Protecting Inventions When Patent Protection Can No Longer Be Relied Upon
Speakers: Kevin Roe, Patent Attorney, and Phil Marcoux, Entrepreneur, Inventor and Patent Generator
Meeting Date: Thursday, May 4, 2017
Time: 6:00 pm Networking; 6:30 pm Management Forum/Guided Networking; 7:00 pm sandwich dinner;
7:30 pm Presentation
Early: $12 IEEE members; $15 non-members; Standard: $5 more; At Door: $20
Location: AMD Commons Building, Sunnyvale
Reservations: tems1705.eventbrite.com
Slides: “Trade Secret Protection Advice”
Handout: “Popquiz 2 Inventors Important Lessons”
SUMMARY
Management Forum / Guided Networking: Bring Your Management Challenge; Arrive by 6:30 PM to join this exciting Management Forum. Following informal networking is a guided discussion typically related to the topic of the evening’s after dinner talk, or of general Technology Management interest.
Light Dinner: This month we’re continuing with our light dinner format — typically sandwiches, salad, drinks, and cookie or similar light dinner.
Presentation: Protecting Inventions: Inventions can only really be protected in two ways — either as a trade secret, or by filing a patent application. Patent applications were the default choice for invention protection for decades, until the anti-patent bias of the US federal courts really kicked into high gear in June 2014 with the Alice decision. The Alice decision was then mutated in 2015 and 2016 into even more patent-hostile rationalizations to invalidate patents, even patents that would have been considered valid by any rational person with a technical education. Now patent enforcement and patent protection of an invention is very chancy in US federal courts, especially for individual inventors and small companies. The time and expense of patent applications is now not very cost effective in view of this anti-patent hysteria at every level in the US federal court system.
Fortunately, many inventions can be protected as trade secrets. The advantages and disadvantages of trade secrets will be discussed, as well as trade secret cross-licensing. Kevin and Phil collaborated on an article for Chip Scale Review magazine which was released this month.
Speaker Bios
Kevin Roe has two graduate degrees in electrical engineering and a JD degree in law. He is an intellectual property attorney with over 21 years of experience advising inventors and companies on their inventions and has created several entire patent portfolios for many different technology companies — frequently with a 100% patent issue success rate. He also advises clients on all issues regarding trade secrets, patents, technology licensing, contracts, trademarks and litigation in general. He is registered to practice before the US Patent and Trademark Office and is also registered and authorized to litigate before the US Supreme Court and the US Court of Appeals for the Federal Circuit. His email address is kevin.roe@att.net.

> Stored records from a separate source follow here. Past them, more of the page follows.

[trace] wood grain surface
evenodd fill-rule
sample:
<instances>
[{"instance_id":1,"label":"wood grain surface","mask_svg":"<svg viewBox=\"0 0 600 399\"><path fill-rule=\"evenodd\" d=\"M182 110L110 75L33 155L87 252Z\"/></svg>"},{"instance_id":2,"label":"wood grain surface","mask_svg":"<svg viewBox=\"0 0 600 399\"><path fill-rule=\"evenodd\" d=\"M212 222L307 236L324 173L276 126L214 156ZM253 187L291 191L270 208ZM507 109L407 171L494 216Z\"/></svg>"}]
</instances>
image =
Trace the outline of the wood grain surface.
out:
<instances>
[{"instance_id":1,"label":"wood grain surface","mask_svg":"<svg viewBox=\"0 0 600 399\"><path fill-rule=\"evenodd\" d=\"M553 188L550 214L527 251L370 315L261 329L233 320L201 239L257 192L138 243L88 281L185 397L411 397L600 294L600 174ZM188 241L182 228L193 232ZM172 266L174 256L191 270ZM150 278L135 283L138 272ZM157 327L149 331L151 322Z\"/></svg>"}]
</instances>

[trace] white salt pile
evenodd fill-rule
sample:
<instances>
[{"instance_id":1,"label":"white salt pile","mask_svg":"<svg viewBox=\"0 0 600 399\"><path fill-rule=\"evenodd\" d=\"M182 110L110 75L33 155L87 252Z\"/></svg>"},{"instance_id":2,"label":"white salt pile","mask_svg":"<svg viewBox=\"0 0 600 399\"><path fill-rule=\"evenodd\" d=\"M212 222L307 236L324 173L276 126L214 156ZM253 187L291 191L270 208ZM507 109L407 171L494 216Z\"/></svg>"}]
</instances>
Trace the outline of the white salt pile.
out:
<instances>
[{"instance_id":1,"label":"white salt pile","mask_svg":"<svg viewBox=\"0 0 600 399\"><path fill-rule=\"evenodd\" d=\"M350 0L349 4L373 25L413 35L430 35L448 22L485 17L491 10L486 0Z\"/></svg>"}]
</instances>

Phil Marcoux’s developments in 2.5D and 3D packaging represent his fourth major new business development. He has been a pioneer in laser trimmed IC devices, surface mount technology, wafer level packaging and now 3D. A common thread in his industry involvement is multi-chip and complex IC packaging.
Phil has been co-founder and CEO of three companies and technical adviser to many. He has successfully and unsuccessfully sold and commercialized patents and technology. He is co-inventor and owner of over 38 issued patents in the area of Wafer Level Packaging, Chip Scale packaging, Silicon Interposers, 3D and 2.5D packaging. Author of many articles and texts on SMT, 3D IC assembly, and one of the first textbooks on fine pitch SMT packaging and processes titled “Fine Pitch Surface Mount Technology”, published by Van Nostrand in 1992.
Phil received his BSEE from University of Florida and MSEE/MBA from Santa Clara University. He was an Assoc. Professor in the Graduate School of Engineering for 3 years. Since 2010 he has been a technical consultant to companies in the Santa Clara area, a recipient of the IPC President’s award, a member of the MEPTEC Advisory Board, a past member of the University of Florida College of Engineering Advisory Board, and Past Vice President of the Packaging Division of the FOA — Wafer Fab Owner’s Association. Life Member of IEEE. ACP-Advisor Net Mentor for Military.
In 2007 Phil was named “The Father of Surface Mount Assembly in the US” by the IPC resulting from his founding and management of AWI (Santa Clara, CA). AWI (founded in 1981) was the first company in the US to specialize in SMT. AWI was successfully sold and integrated into SCI Systems in 1988. SCI was, in 1988 the world’s largest contract assembly company.